Topics to be covered include the assurance of God’s gracious salvation and forgiveness, the importance of prayer, the centrality of the Word of God, the privilege of Christian witness, the ongoing presence of the Holy Spirit in the life of every believer, and the responsibility of Christian obedience in baptism and joining a local church. These truths need to be taught to a new believer during the first weeks of their spiritual pilgrimage.
- Help new believers understand not only the essentials of the Christian life but also develop an understanding of the Christian faith.
I would recommend a study of two basic documents: a historic creed and a Baptist confessional document. I believe all Christians would be well served with a study of the Apostle’s Creed. That is the essence of Christian belief.
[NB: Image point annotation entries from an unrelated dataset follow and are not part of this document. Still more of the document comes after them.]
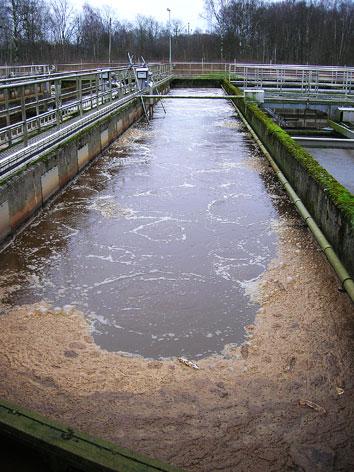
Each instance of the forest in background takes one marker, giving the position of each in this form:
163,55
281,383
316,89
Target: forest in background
287,31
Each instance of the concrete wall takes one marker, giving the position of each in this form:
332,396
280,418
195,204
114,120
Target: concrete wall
21,196
338,228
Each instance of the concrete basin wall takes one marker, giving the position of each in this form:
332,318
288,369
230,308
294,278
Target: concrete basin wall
330,204
22,195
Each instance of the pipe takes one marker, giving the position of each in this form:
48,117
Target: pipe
342,273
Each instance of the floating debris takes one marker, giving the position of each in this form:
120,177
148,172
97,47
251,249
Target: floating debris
312,405
188,363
Additionally, I recommend the study of a confessional document like the New Hampshire Confession of Faith and the Revised Baptist Faith and Message.
There is no sweeter blessing than to see a newly converted soul discovering God’s great and gracious plan of redemption.
Baptist pastor and theologian Andrew Fuller wrote: “When the true beauty and amiableness of the holiness, or true moral good, that is in divine things, is discovered to the soul, it opens a new world to its view” (The Complete Works of Andrew Fuller: Controversial Publications). When discipling new believers in the truths of God’s Word, there is no sweeter blessing than to see one of the greatest of all miracles occur, a newly converted soul discovering God’s great and gracious plan of redemption that has been made available in Jesus Christ.
Dr. W. Mark Johnson serves as IMB’s theological education consultant in the Americas. He and his wife, Caron, have served twenty-four years in Brazil and are passionate about helping believers grow deeper in their knowledge of and their relationship with Jesus Christ.